Using MVVM, how can a ContextMenu ViewModel find the ViewModel that opened the ContextMenu?

Question

I'm using MVVM to bind views to objects in a Tree. I have a base class that implements the items in my tree, and that base class has a ContextMenu property:

    public IEnumerable<IMenuItem> ContextMenu
    {
        get
        {
            return m_ContextMenu;
        }
        protected set
        {
            if (m_ContextMenu != value)
            {
                m_ContextMenu = value;
                NotifyPropertyChanged(m_ContextMenuArgs);
            }
        }
    }
    private IEnumerable<IMenuItem> m_ContextMenu = null;
    static readonly PropertyChangedEventArgs m_ContextMenuArgs =
        NotifyPropertyChangedHelper.CreateArgs<AbstractSolutionItem>(o => o.ContextMenu);

The View that binds to the base class (and all derived classes) implements a ContextMenu that binds to that property:

<ContextMenu x:Name="contextMenu" ItemsSource="{Binding Path=(local:AbstractSolutionItem.ContextMenu)}"
             IsEnabled="{Binding Path=(local:AbstractSolutionItem.ContextMenuEnabled)}"
             ItemContainerStyle="{StaticResource contextMenuStyle}"/>

Each item in the menu is bound to an IMenuItem object (a ViewModel for the menu items). When you click on the menu item, it uses Commands to execute a command on the base object. This all works great.

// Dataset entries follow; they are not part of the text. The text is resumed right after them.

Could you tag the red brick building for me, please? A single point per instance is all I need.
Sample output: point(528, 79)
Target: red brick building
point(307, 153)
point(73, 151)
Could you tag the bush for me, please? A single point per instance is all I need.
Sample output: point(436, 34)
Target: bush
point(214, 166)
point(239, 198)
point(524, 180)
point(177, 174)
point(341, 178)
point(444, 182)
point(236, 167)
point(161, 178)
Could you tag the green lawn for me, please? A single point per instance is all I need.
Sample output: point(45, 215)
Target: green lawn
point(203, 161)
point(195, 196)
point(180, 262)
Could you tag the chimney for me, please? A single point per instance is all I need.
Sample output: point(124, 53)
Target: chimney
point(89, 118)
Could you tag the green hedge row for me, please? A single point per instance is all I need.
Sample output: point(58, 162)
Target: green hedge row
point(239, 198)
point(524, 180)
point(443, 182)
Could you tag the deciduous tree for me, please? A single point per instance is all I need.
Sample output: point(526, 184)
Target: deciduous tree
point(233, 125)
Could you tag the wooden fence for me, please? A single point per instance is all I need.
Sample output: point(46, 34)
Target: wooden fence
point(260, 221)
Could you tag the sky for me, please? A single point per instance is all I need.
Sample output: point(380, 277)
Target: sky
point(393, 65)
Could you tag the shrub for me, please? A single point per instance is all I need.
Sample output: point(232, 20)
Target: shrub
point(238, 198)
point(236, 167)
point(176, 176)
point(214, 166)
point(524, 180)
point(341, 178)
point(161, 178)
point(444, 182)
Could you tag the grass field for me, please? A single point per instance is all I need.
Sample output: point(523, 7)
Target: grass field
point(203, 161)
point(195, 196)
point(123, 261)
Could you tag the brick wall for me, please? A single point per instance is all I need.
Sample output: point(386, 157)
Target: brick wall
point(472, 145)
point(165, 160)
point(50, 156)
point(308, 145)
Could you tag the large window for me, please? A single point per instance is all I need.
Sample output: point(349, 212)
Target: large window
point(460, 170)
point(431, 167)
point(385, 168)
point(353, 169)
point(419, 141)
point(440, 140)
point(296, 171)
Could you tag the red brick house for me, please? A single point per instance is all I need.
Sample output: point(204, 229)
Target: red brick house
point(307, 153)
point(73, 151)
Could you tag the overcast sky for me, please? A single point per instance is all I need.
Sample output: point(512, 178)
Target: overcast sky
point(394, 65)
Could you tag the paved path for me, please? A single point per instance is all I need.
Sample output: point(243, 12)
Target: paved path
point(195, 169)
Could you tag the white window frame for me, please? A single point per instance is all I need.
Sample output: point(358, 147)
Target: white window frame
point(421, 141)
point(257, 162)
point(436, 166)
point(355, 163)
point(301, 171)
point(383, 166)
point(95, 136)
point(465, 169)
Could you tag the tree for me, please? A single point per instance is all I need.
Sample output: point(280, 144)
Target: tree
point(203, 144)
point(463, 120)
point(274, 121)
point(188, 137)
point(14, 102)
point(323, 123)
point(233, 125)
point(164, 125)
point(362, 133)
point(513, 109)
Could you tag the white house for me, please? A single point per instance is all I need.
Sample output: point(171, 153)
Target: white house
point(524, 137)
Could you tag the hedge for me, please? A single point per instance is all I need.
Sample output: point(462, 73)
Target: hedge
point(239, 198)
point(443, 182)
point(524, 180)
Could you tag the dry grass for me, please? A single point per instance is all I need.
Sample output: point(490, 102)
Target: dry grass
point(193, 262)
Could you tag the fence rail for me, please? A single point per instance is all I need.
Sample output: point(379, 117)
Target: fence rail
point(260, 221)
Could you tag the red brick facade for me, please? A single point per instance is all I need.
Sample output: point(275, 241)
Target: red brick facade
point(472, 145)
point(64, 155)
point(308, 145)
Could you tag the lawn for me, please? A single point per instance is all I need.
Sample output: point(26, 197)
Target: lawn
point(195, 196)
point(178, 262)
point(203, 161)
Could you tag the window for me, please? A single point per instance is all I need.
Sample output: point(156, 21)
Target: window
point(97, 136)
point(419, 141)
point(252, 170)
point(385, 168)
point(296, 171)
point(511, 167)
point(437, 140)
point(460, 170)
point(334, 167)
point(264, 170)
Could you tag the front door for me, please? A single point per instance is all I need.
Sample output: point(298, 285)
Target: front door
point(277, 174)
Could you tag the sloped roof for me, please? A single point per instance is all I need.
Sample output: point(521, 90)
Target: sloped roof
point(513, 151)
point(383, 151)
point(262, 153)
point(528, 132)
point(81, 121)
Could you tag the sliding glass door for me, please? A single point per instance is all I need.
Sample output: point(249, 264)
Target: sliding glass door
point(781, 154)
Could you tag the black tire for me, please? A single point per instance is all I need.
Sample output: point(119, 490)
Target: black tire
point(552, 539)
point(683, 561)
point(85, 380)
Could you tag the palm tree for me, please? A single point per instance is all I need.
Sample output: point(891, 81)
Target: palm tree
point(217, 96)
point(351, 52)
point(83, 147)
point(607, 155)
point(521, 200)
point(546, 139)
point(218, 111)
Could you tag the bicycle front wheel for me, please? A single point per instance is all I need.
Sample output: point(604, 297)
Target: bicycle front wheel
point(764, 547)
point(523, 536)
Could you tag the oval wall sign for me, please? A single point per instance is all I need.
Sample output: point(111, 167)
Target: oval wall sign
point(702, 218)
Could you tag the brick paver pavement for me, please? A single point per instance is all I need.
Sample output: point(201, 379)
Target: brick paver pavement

However, once the command is executing on the IMenuItem class, it sometimes needs to get a reference to the object that the user right clicked on to bring up the context menu (or the ViewModel of that object, at least). That's the whole points of a context menu. How should I go about passing the reference of the tree item ViewModel to the MenuItem ViewModel? Note that some context menus are shared by many objects in the tree.

Answer 1

I solved this by handling the ContextMenuOpening event on the parent control (the one that owned the ContextMenu in the View). I also added a Context property to IMenuItem. The handler looks like this:

    private void stackPanel_ContextMenuOpening(
        object sender, ContextMenuEventArgs e)
    {
        StackPanel sp = sender as StackPanel;
        if (sp != null)
        {
            // solutionItem is the "context"
            ISolutionItem solutionItem =
                sp.DataContext as ISolutionItem;
            if (solutionItem != null) 
            {
                IEnumerable<IMenuItem> items = 
                    solutionItem.ContextMenu as IEnumerable<IMenuItem>;
                if (items != null)
                {
                    foreach (IMenuItem item in items)
                    {
                        // will automatically set all 
                        // child menu items' context as well
                        item.Context = solutionItem;
                    }
                }
                else
                {
                    e.Handled = true;
                }
            }
            else
            {
                e.Handled = true;
            }
        }
        else
        {
            e.Handled = true;
        }
    }

This takes advantage of the fact that there can only be on ContextMenu open at a time.

Answer 2

There's a DP on the ContextMenu object called "PlacementTarget" - this will be set to the UI element the context menu is attached to - you can even use it as a Binding source, so you could pass it along to your Command via CommandParameter:

http://msdn.microsoft.com/en-us/library/system.windows.controls.contextmenu.placementtarget.aspx

edit: in your case, you'd want the VM of the PlacementTarget, so your binding would probably look more like:

{Binding Source=PlacementTarget.DataContext, RelativeSource={RelativeSource Self}}